Canonical releases a new version of the popular Ubuntu operating system every six months. Quite frankly, most of those updates are kind of boring, with incremental changes from one build to the next. But Ubuntu 17.10 launches on October 19th, and it’s actually kind of a big deal.
Ubuntu has a new default desktop manager, display server, and a whole bunch of more modest updates. It’s also going to be a bit more work to install the operating system on computers with 32-bit processors.
After giving up on the idea of building a single operating system that can run on PCs and mobile devices like smartphones and tablets, Canonical ditched its multi-year effort to develop its own desktop environment and display server. Unity and Mir are gone, and Ubuntu 17.10 will ship with the GNOME 3.26 desktop environment and Wayland display server.
On the one hand, that makes Ubuntu a bit more like a whole bunch of other GNU/Linux operating systems. But Canonical still puts a lot of work into developing a custom user interface and some of its own applications for the OS. So while Ubuntu 17.10 includes a bunch of GNOME applications, it also has some GNOME Shell extensions including an Ubuntu Dock and theme.

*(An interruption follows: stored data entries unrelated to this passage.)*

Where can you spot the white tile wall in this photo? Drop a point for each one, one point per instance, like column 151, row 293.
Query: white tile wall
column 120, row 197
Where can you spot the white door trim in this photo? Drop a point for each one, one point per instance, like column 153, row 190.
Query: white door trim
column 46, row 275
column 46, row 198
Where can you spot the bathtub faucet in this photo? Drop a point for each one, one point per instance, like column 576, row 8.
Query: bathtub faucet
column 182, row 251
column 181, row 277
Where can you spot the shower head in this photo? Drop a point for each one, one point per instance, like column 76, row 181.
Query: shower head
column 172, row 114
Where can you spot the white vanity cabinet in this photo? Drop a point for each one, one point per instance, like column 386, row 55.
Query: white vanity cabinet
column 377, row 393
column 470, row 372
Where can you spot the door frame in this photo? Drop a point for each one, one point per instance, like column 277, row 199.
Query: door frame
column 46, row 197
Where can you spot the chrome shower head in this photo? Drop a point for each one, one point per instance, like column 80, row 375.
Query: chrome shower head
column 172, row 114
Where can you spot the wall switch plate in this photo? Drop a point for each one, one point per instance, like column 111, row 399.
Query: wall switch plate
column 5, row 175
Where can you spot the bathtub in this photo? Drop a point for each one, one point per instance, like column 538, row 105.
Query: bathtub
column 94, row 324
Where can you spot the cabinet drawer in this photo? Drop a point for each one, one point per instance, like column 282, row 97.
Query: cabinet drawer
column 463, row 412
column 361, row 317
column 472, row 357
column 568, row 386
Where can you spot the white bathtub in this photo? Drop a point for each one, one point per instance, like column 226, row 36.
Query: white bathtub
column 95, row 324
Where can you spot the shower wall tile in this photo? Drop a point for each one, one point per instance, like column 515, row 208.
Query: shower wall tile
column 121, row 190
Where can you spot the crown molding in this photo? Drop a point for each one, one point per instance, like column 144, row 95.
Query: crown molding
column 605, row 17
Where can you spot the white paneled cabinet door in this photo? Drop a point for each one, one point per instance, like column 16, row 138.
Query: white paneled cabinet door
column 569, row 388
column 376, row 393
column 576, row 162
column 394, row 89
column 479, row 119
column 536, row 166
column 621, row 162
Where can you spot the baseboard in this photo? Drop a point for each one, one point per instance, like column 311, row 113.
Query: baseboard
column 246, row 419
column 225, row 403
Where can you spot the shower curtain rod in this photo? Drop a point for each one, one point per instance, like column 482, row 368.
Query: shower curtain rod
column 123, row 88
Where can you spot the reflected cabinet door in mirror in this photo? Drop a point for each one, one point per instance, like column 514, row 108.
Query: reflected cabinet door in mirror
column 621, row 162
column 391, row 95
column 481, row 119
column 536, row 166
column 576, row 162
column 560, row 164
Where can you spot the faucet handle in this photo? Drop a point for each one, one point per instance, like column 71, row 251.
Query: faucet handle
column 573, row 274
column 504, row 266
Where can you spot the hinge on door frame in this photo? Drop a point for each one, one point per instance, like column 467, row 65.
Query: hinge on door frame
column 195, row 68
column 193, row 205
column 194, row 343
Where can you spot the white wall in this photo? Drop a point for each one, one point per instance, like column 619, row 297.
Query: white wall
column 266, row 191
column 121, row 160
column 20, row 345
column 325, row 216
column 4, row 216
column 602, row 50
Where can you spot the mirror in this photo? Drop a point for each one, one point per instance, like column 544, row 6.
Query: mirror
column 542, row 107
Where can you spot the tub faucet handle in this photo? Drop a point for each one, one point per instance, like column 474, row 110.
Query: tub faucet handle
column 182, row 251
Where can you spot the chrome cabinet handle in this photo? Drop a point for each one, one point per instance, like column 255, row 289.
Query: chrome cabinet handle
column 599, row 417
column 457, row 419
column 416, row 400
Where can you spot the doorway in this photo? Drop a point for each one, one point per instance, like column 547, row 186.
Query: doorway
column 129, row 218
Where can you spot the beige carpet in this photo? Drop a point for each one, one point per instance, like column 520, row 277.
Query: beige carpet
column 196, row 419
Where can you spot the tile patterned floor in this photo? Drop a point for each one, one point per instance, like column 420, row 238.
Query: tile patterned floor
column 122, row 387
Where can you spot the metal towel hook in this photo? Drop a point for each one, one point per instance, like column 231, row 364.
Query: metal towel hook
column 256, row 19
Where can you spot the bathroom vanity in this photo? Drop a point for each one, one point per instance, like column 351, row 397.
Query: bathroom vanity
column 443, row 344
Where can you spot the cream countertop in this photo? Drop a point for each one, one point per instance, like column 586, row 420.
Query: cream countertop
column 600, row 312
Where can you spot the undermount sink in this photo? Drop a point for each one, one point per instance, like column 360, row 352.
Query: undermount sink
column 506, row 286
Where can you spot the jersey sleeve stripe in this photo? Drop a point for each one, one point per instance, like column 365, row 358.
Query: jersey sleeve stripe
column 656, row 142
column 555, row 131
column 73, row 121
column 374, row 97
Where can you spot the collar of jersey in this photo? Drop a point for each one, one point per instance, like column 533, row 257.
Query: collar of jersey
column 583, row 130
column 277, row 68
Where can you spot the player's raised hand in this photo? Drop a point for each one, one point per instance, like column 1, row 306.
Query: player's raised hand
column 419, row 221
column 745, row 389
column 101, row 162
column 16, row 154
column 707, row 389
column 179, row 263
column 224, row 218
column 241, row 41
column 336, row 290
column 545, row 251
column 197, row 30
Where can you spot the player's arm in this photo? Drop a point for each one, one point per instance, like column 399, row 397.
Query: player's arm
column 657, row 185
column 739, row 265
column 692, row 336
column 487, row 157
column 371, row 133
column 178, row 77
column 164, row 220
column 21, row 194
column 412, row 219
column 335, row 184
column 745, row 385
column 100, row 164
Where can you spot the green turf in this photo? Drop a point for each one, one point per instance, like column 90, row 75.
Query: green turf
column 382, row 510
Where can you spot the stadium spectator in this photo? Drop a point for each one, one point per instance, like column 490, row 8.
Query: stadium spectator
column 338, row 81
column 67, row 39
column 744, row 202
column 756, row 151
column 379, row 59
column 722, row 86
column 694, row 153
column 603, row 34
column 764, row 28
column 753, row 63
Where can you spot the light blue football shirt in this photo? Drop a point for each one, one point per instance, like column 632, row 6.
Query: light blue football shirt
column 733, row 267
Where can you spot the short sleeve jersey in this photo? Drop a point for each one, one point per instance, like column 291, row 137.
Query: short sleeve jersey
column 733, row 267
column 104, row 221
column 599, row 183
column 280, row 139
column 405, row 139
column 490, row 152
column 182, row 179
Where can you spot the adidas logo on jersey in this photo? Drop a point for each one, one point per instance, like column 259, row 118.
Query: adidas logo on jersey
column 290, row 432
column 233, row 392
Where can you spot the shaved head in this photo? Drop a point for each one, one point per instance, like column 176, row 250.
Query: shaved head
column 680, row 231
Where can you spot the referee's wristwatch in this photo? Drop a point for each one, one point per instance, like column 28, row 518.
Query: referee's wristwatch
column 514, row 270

If you’re upgrading from Ubuntu 17.04 or Ubuntu 16.04, you’ll boot into the GNOME desktop environment upon completion of the upgrade process… but Canonical won’t delete Unity. So if you’d rather continue to use the Unity environment you can do that… but it won’t receive much support moving forward.
Another thing that’s not getting a lot of support anymore is Ubuntu for 32-bit systems. Starting with Ubuntu 17.10, Canonical will no longer offer 32-bit disk images for download.
The company isn’t dropping 32-bit support. If you’re already running a 32-bit build of Ubuntu, you can still upgrade to the latest version. And you can still use a Netinst or MinimalCD image to load Ubuntu onto a computer with an older CPU.
Some of the other changes in Ubuntu 17.10 are a bit less dramatic. The close, minimize, and maximize buttons will now show up on the right side of application windows by default. The operating system ships with the Linux kernel 4.13 and updated versions of a bunch of applications and packages. Oh, and it has a new default wallpaper to go with the operating system’s codename: Artful Aardvark.